A convenience of doing this in a school: an abundance of miscellaneous office supplies. He grabs a black and red pen lying on a table, and hands them to Sohng. "Pyay- mweelsrow?"
Trevor gets up and snatches the pens from Pyay. He looks at them closely- they're his pens, he recognizes the logos, he knows that this pen ought not to be red, he says "What the shi- what the... how on earth?!", as might be expected.
Trevor sputters something not quite words, approximately furious.
"The magic wizard part isn't your problem, I brought her to the physics department for that. That's... the other dimension thing, is why I'm here. Because nobody knows her language. So I can't just ask about the magic, which is frustrating."
Trevor snorts, but isn't quite disbelieving. "Structure, grammar, what do you know about that? We need more to go on."
Max furrows his brow. "I'm not... I know some vocabulary, the language's name is Nloggy, mweelsrow's the magic, the world she's from might be named Kweengow, or that might be a region in it... she knows 'word' and 'means', though, so if you can teach her an English word, you can just ask her what the Nloggy equivalent is."
"Yes?" says, presumably, Sohng.
Victoria mimes writing.
Sohng pulls out her notes and Victoria grins. "Oh, good, she's literate, maybe we can get her to write us the alphabet, Trevor." She motions towards the notes, and Sohng hesitantly hands them over; Victoria gets a fresh sheet of paper and starts writing down one of each symbol, one to a line, while Sohng looks on in puzzlement.

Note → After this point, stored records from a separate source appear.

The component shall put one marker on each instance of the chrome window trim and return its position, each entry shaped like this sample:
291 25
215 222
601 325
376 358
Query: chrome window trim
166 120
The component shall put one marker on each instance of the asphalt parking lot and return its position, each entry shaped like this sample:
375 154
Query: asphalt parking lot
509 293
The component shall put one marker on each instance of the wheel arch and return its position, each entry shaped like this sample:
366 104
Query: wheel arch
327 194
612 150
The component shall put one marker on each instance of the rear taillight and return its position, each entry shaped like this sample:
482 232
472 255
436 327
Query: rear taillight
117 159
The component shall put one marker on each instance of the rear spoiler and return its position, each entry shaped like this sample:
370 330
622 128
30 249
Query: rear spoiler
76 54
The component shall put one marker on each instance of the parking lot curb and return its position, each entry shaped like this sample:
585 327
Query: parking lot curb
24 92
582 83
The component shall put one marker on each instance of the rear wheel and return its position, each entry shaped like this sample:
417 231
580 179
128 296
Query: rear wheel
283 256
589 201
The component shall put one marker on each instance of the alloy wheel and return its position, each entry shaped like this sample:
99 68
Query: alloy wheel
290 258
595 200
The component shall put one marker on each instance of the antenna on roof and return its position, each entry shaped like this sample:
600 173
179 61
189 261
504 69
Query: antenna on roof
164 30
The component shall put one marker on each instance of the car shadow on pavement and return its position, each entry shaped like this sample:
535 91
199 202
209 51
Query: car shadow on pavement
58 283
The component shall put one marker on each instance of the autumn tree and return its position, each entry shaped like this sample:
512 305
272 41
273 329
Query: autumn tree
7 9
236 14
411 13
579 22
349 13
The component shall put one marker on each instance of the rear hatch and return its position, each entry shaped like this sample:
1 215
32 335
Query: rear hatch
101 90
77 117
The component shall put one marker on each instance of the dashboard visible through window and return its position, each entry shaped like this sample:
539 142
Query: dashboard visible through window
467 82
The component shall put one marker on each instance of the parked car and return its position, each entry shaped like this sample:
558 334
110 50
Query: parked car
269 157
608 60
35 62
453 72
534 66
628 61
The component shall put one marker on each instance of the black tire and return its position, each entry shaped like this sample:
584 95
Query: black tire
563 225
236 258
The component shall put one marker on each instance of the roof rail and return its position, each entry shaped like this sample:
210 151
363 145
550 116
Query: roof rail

Max looks with confusion at the symbols. He hadn't looked too closely at her writing before, and isn't sure how this is a useful starting point, but... they're the experts. He sits down in a nearby folding chair.

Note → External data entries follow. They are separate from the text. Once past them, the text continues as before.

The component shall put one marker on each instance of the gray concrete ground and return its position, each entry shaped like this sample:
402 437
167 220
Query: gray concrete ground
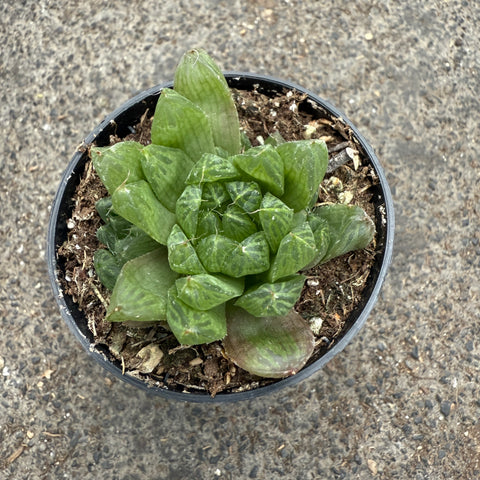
402 401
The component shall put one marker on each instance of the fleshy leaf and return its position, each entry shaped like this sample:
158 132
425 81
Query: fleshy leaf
349 226
213 195
118 164
264 165
214 251
187 208
237 224
179 123
276 219
297 249
305 163
208 223
321 233
140 293
194 327
270 299
274 347
106 267
247 195
104 207
212 168
198 78
137 203
166 169
133 245
182 257
205 291
249 257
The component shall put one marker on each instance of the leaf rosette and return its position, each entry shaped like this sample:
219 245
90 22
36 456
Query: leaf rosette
210 234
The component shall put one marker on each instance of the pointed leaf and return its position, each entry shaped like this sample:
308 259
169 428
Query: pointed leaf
237 223
106 267
265 166
249 257
272 347
166 169
198 78
205 291
104 207
247 195
321 233
178 123
137 203
214 195
182 257
194 327
212 168
214 250
270 299
140 293
276 219
208 223
296 250
305 164
349 226
118 164
187 208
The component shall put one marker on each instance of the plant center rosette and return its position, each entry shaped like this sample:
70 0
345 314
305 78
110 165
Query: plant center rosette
210 235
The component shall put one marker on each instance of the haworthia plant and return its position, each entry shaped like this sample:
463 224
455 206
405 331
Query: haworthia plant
210 234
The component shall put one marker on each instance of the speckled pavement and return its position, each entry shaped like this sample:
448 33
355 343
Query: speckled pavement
402 401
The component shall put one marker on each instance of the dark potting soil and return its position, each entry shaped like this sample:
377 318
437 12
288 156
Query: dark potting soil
331 291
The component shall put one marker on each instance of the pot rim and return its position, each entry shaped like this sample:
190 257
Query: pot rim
101 357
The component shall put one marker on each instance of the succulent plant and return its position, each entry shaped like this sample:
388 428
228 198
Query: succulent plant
210 234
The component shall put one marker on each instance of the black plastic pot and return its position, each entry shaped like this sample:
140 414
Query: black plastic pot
121 122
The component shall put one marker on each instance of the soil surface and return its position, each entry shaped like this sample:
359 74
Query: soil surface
330 293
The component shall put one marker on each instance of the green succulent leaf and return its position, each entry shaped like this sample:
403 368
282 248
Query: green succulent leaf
137 203
237 223
247 195
141 289
179 123
276 219
199 79
194 327
350 228
274 346
104 208
206 291
321 233
305 163
182 257
107 268
118 164
187 208
249 257
166 169
212 168
208 223
297 249
214 195
270 299
274 139
264 165
214 251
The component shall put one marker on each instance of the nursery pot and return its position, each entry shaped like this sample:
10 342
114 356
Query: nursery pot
121 123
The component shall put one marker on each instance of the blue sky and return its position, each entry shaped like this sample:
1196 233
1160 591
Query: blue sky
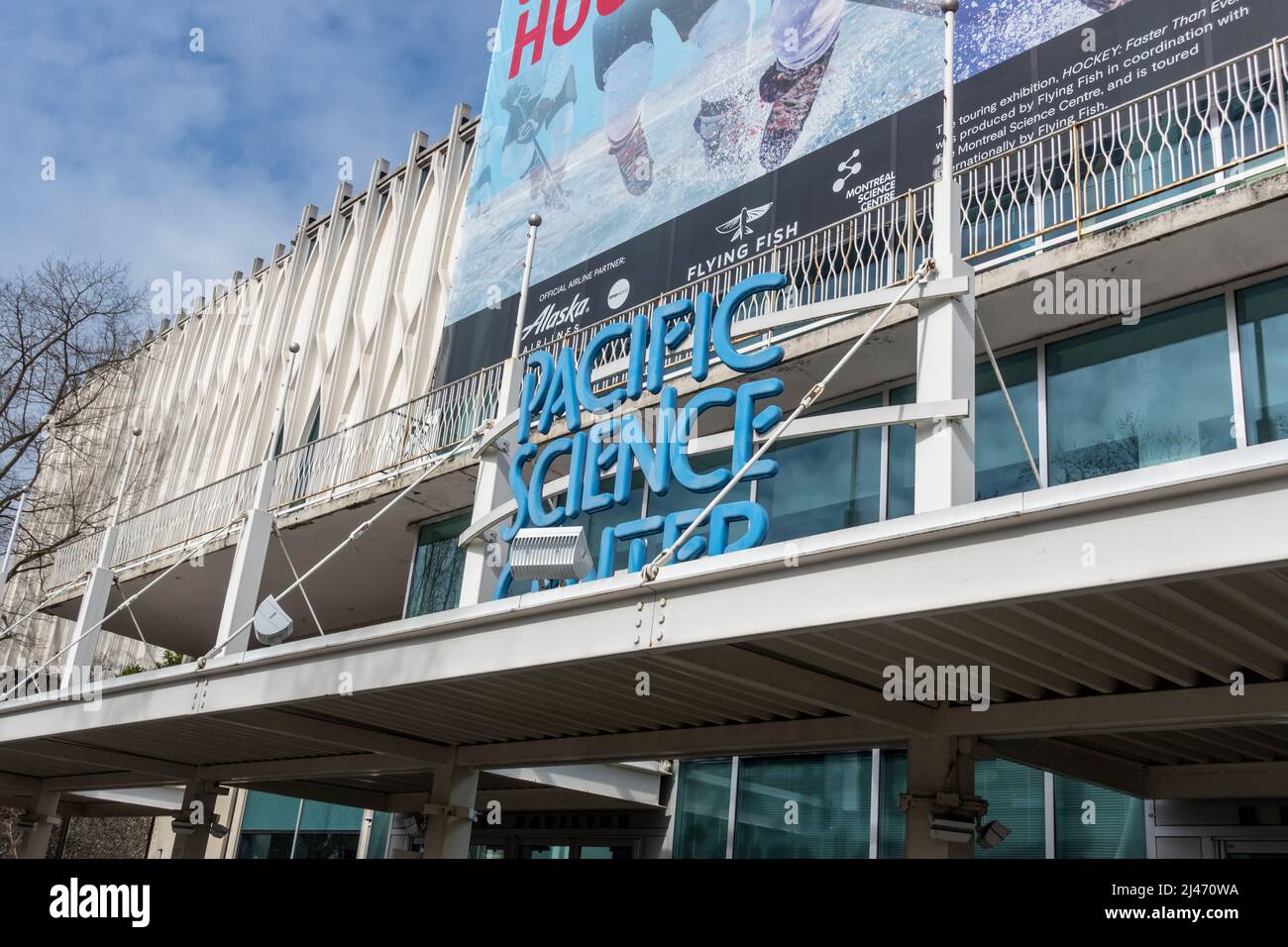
172 159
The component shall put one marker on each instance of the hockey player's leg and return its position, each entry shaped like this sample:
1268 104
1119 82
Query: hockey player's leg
626 82
804 35
722 34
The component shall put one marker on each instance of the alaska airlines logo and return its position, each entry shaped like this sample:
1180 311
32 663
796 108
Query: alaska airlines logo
552 318
741 226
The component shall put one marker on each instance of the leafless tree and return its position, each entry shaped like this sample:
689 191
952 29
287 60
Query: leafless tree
65 330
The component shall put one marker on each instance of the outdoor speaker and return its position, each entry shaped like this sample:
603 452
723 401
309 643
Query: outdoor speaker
271 625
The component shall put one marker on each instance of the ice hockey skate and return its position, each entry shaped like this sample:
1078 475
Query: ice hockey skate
634 159
791 93
724 129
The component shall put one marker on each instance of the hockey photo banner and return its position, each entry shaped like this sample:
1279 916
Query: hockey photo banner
666 140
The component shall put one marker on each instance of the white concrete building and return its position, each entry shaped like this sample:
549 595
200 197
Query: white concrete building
1126 596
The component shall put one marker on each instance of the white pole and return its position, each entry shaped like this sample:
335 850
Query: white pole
125 474
13 536
949 8
279 410
533 223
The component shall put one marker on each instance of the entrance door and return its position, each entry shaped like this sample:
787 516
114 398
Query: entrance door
581 847
1252 848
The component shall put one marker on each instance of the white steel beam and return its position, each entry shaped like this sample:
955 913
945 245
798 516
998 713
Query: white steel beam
1155 710
802 684
340 735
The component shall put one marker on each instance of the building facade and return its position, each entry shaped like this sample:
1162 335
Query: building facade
1043 472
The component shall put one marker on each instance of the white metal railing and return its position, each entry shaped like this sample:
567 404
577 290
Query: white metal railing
1192 138
398 440
1196 137
386 444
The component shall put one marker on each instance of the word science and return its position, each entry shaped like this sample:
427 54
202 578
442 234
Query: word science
601 457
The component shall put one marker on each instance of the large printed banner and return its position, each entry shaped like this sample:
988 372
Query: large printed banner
664 140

Sohng studies the list of letters, then takes a new sheet of paper and writes two columns of sixteen letters instead.
"Oh, I wonder if they're - not capitals, probably, but some kind of character transformation - Sohng?" Victoria points at the top left letter. "What's that?"
"Pek."
"That?" The other letter on the same line.
"Pek."
And the next row is ti, and so on. Victoria writes downs IPA renderings of these names.

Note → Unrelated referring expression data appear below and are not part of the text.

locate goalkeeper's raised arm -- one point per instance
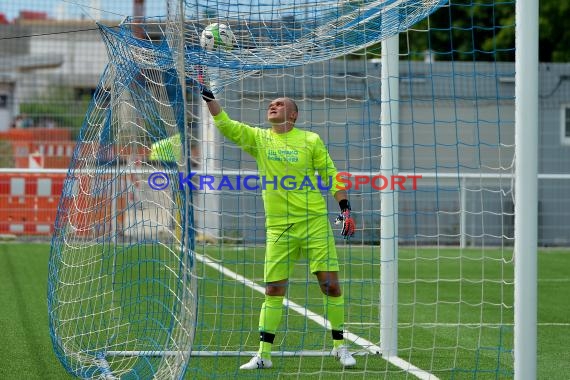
(296, 217)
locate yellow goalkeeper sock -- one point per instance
(269, 320)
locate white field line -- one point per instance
(443, 324)
(320, 320)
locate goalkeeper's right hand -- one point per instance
(348, 224)
(207, 95)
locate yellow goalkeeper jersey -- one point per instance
(294, 169)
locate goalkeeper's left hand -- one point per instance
(348, 225)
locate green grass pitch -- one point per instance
(439, 321)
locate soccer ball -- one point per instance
(216, 36)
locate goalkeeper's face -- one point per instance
(282, 110)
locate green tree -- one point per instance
(60, 106)
(554, 35)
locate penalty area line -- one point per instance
(319, 319)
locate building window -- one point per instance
(565, 125)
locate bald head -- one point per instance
(282, 111)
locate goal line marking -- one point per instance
(320, 320)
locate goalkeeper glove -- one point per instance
(207, 95)
(348, 225)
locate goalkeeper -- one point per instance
(296, 220)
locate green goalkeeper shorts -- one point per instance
(312, 238)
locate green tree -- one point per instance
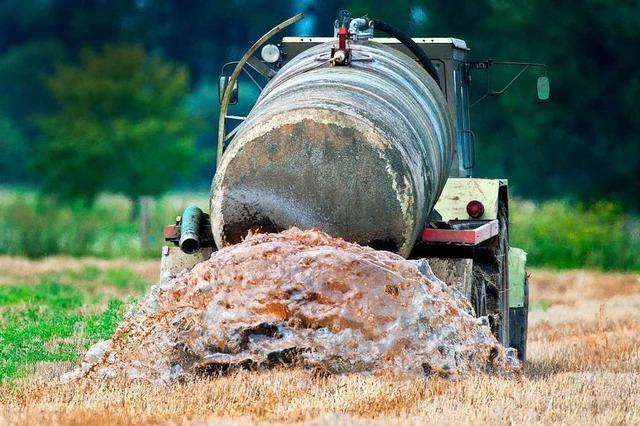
(13, 152)
(120, 126)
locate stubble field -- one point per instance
(584, 361)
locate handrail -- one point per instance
(224, 106)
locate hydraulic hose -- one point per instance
(411, 45)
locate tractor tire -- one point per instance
(490, 273)
(518, 319)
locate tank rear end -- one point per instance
(360, 151)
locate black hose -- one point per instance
(411, 45)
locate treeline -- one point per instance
(120, 95)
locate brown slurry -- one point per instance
(300, 297)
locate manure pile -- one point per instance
(304, 298)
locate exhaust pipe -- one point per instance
(190, 229)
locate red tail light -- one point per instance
(475, 209)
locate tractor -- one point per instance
(368, 139)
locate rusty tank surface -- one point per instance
(362, 151)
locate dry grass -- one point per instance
(584, 369)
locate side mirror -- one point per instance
(542, 87)
(222, 86)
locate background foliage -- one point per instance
(89, 89)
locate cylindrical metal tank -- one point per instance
(361, 152)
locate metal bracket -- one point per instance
(464, 235)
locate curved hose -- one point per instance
(411, 45)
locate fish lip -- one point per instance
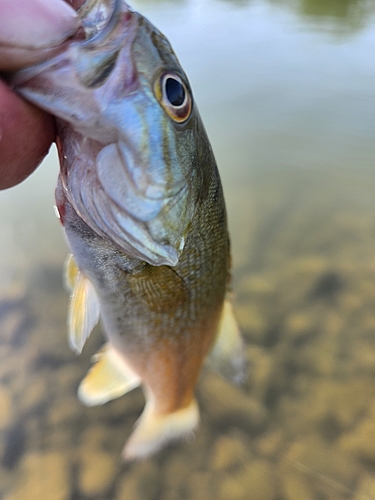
(121, 12)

Max tries out the sound in his mouth- it's like how that one girl from high school, the exchange student, pronounced H.
Trevor shoots him a dirty look, as if Max were intruding on his personal space.
"Am I doing it wrong?"
"...No."
"I was right about vowel length," adds Victoria, as they come to the end of the alphabet. "I wonder if these are in an alphabetical order or if she just did them in whatever order came to mind. We'll need more common language to ask. I have no idea yet what rules govern when she uses the left-hand column as opposed to the right-hand one. Might need more text to guess without being able to ask. Are these notes she's been taking on English as she picks it up?"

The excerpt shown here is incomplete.